Ticket answers not helpful

A customer contacted me today about some emails she sent that got returned. She was sending from an AOL account to email addresses hosted through my reseller account. I couldn't see anything obvious, so I created a ticket and forwarded the "returned mail" messages to support. I asked for a reason for these messages to be returned. From the messsages it looked like a time-out issue with mail4 server.

The answer I recieved from support was:
"Can you please try it once again and let us know if the issue persists."

Is that what I'm supposed to tell my client? She wants to know why emails aren't getting through, and I'm supposed to say,"Try it again!"?

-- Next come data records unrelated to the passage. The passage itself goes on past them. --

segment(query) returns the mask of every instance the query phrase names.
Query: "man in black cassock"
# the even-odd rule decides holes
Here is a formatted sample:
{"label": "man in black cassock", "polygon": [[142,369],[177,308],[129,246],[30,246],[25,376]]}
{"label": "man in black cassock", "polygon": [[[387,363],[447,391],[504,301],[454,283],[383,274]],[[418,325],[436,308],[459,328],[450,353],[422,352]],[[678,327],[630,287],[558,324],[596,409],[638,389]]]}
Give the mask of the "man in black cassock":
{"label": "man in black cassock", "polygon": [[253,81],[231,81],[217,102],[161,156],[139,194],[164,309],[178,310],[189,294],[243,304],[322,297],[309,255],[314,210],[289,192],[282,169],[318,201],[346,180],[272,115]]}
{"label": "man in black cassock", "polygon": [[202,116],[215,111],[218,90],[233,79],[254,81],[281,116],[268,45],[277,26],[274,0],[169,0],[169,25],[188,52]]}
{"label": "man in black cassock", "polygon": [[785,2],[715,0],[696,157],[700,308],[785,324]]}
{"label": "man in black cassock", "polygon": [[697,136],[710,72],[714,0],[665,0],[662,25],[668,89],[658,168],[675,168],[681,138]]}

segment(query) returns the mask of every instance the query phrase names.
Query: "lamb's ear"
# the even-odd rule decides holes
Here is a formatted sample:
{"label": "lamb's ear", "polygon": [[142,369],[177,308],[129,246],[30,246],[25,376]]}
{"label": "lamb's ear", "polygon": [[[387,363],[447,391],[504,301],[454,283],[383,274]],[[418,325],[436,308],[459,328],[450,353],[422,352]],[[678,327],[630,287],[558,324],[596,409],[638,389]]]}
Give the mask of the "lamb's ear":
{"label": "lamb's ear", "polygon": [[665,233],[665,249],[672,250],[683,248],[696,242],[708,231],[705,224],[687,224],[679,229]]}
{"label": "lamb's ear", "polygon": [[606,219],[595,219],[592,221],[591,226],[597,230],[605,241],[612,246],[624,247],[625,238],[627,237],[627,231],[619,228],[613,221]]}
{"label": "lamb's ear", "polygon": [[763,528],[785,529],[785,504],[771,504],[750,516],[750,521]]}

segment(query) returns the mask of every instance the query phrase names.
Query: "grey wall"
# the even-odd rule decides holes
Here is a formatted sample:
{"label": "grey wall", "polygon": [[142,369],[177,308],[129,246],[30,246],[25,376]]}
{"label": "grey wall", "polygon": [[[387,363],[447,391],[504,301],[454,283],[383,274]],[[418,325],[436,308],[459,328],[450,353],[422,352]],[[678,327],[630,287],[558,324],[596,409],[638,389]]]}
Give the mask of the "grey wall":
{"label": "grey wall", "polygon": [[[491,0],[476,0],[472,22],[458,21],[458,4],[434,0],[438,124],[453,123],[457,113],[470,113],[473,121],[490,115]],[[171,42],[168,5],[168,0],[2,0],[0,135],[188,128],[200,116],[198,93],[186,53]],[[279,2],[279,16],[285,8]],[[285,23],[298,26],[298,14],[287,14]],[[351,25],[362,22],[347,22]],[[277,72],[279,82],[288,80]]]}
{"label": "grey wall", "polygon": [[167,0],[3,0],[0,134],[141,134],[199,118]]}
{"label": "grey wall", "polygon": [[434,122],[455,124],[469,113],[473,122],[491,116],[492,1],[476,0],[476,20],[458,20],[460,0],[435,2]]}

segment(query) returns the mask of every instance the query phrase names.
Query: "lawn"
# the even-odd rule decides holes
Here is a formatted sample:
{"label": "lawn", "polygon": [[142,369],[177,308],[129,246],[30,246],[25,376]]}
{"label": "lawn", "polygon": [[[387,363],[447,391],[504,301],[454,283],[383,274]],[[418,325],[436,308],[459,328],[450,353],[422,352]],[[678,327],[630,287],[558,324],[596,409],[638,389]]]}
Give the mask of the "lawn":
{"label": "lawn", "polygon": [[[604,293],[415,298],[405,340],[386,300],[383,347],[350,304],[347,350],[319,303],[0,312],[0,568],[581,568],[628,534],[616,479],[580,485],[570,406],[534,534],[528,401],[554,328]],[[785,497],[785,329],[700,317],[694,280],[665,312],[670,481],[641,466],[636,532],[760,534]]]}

When a reseller is dealing with customers, and we ask for explanations to pass on, is that too much to expect? We're trying to maintain trust and confidence, so just telling them "Try again" makes us sound like we don't know what's going on.
 
Good Oyster,

See the status forum about rDNS down yesterday, since AOL enforces all to have an rDNS reply if it was sent yesterday between 2pmish and about 4am this morning rDNS would not be replying for cluster1 on most mail servers.

This is not an issue for most ISPs to have a tempfail on rDNS but for AOL it is, and AOL would reject.

The IP provider of those IPs replaced their server last night after it failed for the 2nd time in about a week.

In this case, simply resending the mail is the proper action.
 
Thanks for the explanation. So AOL requires rDNS from the receiving server on outgoing emails, not just from the sending server for incoming? And it sees the lack of rDNS response as a timeout?

Anyway, my reason for posting still stands. Tech support could have included something as simple as "our rDNS for that mail server was down yesterday when these emails were sent", and that would have been more helpful.